Transforming growth factor-β (TGFβ)/bone morphogenetic protein (BMP) signaling via SMAD4 modulates the expression of Cldn genes by disparate mechanisms. A: wild-type colonoids treated with TGFβ1/BMP2 (gray bars/open boxes) or vehicle (white bars/closed circles) for the indicated periods of time. B: wild-type colonoids treated with TGFβ1/BMP2 (T/B) vs. vehicle (white bars, left), T/B vs. vehicle in the presence of actinomycin D (ActD) (light gray bars, middle), or T/B vs. vehicle in the presence of cyclohexamide (CHX) (dark gray bars, right) for 6.5 h. Fold change indicates the relative level of mRNA for indicated genes compared with vehicle-treated control.
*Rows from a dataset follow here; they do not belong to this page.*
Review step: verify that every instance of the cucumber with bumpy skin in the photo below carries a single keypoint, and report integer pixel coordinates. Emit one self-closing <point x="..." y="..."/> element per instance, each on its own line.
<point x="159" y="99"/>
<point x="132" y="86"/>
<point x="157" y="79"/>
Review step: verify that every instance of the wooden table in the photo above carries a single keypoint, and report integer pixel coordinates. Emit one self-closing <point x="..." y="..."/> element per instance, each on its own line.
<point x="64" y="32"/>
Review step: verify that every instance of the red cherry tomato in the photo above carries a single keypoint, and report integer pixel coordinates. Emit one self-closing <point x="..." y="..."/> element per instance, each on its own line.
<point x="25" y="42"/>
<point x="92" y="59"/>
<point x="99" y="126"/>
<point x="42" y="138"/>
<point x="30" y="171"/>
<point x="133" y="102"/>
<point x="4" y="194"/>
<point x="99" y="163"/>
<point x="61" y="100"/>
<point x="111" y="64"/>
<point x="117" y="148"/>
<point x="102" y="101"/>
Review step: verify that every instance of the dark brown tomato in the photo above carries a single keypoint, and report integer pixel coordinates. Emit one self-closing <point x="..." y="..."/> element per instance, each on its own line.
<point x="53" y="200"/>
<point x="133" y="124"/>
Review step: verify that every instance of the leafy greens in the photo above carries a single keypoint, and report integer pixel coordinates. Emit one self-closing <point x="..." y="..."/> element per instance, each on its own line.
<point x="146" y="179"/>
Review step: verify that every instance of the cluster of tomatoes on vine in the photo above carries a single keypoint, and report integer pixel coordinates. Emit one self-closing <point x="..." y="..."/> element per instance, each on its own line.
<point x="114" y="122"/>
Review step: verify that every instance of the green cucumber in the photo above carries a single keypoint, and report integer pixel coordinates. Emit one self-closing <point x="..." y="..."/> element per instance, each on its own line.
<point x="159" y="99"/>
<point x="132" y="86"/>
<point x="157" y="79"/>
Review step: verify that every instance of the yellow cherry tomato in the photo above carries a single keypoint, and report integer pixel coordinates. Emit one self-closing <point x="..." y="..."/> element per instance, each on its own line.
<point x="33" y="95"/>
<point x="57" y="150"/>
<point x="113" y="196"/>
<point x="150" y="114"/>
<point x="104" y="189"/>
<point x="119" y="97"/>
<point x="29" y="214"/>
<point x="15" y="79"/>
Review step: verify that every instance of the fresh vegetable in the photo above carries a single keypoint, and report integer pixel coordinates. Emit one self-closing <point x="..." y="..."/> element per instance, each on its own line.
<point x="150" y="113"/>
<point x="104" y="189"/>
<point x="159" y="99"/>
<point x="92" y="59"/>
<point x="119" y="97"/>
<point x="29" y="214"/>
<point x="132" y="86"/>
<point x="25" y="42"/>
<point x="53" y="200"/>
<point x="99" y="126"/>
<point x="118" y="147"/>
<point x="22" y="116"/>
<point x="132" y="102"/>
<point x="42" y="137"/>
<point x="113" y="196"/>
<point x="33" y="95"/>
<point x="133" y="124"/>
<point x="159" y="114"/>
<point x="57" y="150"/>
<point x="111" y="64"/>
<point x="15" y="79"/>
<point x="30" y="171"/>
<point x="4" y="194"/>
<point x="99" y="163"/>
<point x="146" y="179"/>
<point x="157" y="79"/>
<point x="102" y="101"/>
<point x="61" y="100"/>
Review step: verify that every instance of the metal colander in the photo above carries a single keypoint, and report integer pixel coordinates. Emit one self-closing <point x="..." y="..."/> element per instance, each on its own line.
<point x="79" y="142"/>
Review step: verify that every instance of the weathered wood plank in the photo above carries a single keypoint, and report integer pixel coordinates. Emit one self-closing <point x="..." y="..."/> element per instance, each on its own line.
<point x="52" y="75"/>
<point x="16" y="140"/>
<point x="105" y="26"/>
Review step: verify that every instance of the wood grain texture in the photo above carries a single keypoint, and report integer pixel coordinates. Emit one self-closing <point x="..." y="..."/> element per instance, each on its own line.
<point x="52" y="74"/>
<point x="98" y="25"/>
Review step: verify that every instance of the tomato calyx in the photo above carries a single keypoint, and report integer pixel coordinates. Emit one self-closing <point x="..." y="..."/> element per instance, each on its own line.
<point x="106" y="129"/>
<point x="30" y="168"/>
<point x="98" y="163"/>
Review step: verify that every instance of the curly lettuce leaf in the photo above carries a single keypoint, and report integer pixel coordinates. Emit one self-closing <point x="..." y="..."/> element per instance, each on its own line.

Each data point represents a single biological replicate, with biological replicates treated and harvested on different days. Experimental arms were compared using nonparametric Kruskal–Wallis test with post hoc Welch’s t test. Smad7 is used as a positive control to confirm ligand activity. Statistical significance is designated as *P < 0.05, **P < 0.01.

Figure 8.

SMAD4 and CLDN genes are dysregulated in human inflammatory bowel disease (IBD) and colon cancer. A: in silico analysis of human microarray database (accession number GSE75214). Samples represent human colon biopsy samples from patients with active ulcerative colitis (UCa, n = 74), inactive ulcerative colitis (UCi, n = 23), active Crohn’s disease (CDa, n = 8), and healthy controls (HC, n = 11). Gene expression in human biopsy samples were compared between groups using the nonparametric Kruskal–Wallis test with post hoc Welch’s t test. B: correlation between SMAD4 expression and indicated CLDN gene expression in human colon biopsy specimens from GSE75214. Spearman’s correlation was used to measure correlation between SMAD4 and CLDN gene expression. C: in silico analysis of RNA-sequencing data from The Cancer Genome Atlas (TCGA) database. Samples represent mRNA expression in colon cancer (CC, n = 283) or healthy control colon (HCc, n = 41) specimens. Nonparametric Mann–Whitney test was used to compare gene expression levels between groups. D: correlation between SMAD4 expression and indicated CLDN gene expression in human colon specimens from TCGA. Spearman’s correlation was used to measure correlation between SMAD4 and CLDN gene expression. For A–D, gene expression levels are represented on a Log2 scale. Statistical significance is designated as **P < 0.01, ***P < 0.001.